JG: The underlying basis of what they were doing—and that’s why I focus on these governmental functions, public administration, education, research, planning, and policy-making—still exist today. These things still have to be done by somebody. The question is how they will be done. And I think there are a lot of policy experiments around. What I’m trying to do here is offer an example of an amazingly integrated and unified effort to do that at the policy level. To actually say that a democratizing state is not just theoretically possible, in John Dewey’s mind, but actually—with warts and all—actually existed on the ground, circa 1941, in much of rural America! It had a lot of problems, but the ideals and the principles underlying it, I think, still hold.
Featured image: Jess Gilbert, who calls himself “half historian,” looks at the past to understand the ideals of agricultural planners. Photo credit: Nathan Jandl
Garrett Dash Nelson is a graduate student in geography who works on historical geography, landscape and community planning, and intellectual history. His dissertation research follows the search for the “unit landscape” at different geographic scales across a 150-year arc of American land planning. Website. Twitter. Contact.
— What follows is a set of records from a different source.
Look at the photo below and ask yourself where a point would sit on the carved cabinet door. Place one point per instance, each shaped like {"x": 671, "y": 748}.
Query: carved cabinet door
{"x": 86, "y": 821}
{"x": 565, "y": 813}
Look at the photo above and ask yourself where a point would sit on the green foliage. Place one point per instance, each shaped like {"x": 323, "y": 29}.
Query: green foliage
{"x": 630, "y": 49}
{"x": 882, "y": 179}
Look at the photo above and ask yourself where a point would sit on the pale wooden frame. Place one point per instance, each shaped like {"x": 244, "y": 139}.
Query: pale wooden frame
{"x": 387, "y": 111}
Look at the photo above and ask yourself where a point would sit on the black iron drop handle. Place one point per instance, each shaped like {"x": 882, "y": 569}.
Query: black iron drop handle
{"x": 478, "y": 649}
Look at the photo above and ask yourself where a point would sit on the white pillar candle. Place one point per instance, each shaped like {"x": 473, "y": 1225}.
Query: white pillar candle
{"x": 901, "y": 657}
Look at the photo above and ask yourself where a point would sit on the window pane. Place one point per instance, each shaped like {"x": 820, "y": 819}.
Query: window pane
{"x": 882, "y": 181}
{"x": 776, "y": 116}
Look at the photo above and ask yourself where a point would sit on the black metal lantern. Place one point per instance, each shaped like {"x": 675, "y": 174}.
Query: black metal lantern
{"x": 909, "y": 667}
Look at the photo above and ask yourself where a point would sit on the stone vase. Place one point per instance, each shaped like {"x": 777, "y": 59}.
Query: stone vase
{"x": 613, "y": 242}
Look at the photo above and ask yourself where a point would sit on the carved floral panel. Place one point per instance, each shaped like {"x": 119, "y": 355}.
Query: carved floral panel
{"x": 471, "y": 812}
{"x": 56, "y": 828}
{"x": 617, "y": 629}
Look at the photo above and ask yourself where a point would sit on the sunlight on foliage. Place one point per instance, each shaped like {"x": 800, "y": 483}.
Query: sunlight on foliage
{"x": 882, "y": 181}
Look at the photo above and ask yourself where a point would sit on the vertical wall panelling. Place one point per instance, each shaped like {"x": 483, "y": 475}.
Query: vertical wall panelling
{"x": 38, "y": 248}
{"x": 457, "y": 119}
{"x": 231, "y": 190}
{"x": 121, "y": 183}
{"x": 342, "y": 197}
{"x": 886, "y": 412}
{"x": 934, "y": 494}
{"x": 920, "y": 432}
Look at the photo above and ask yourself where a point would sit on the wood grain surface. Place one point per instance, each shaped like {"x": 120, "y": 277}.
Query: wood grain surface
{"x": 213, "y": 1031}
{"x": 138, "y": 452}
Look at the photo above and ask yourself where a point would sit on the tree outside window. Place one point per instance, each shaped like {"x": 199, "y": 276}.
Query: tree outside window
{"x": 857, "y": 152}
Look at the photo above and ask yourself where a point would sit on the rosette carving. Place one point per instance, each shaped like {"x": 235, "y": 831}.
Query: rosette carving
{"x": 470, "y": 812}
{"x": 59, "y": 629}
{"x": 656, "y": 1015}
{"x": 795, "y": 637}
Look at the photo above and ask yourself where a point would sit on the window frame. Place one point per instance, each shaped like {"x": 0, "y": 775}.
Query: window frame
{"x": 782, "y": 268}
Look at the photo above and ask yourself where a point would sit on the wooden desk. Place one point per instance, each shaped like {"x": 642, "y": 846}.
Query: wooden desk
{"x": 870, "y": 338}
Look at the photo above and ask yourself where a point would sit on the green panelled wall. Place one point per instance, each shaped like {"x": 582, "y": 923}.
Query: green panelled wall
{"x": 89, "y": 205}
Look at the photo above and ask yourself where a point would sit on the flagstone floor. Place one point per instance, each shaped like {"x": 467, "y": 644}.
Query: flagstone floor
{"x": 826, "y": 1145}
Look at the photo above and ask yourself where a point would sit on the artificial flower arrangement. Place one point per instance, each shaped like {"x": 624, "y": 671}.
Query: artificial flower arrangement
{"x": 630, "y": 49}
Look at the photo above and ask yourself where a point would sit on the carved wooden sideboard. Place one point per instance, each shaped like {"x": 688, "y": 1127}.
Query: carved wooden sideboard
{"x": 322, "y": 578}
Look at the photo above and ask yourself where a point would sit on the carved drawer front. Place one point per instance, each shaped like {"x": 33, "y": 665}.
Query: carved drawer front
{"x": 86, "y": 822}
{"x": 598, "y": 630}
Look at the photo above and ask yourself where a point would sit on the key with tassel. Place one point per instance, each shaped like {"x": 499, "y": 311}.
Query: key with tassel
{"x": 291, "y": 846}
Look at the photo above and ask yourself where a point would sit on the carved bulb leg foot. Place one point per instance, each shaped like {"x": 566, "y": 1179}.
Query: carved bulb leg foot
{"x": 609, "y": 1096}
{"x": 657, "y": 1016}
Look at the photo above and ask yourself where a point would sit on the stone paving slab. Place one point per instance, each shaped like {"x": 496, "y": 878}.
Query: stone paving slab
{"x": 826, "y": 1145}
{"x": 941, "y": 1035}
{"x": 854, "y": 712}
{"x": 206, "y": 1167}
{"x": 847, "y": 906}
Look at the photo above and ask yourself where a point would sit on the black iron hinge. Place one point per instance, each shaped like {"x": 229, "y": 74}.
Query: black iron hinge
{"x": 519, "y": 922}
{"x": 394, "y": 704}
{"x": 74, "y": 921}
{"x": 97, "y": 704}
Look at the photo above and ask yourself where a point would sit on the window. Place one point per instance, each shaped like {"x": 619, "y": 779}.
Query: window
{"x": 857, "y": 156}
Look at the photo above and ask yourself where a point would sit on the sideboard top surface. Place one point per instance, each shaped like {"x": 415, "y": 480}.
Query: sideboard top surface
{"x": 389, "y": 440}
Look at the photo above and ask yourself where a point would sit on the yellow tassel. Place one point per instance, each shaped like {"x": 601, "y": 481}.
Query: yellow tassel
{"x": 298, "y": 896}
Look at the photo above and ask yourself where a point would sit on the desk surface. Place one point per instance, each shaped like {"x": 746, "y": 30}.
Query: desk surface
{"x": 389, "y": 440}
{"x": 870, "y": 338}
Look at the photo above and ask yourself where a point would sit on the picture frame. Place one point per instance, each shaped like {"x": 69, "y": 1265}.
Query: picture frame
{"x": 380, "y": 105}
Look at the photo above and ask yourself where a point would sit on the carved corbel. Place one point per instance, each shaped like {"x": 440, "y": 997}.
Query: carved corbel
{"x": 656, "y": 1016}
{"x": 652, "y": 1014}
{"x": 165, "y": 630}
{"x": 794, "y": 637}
I enjoyed reading the interview and plan to read the book. It is fascinating to get a clearer idea of what the agrarian Mid-West ideals of participatory democracy meant in the 1930s. It is also very useful to know more about the history of different currents within the New Deal. I liked the fact the interview allowed me to go back to the article in the American Sociological Review that deals with state and society. I learned a number of things about the project that I had not yet learned from speaking with Jess Gilbert about his book as he was working on it. We had a discussion about the term “democracy.” It can mean many things to many people, of course. The relationship between education and democracy is important to study in more depth. There were many highly educated and very well trained people in Germany in the 1930s. It is not clear that “education” is a good predictor. A history of democratic institutions is important but many of the most “democratic” people in the U.S. were not highly educated. Abraham Lincoln barely had one year of “formal” grade school education in a country school house. Thank you for an interesting interview with a very important scholar.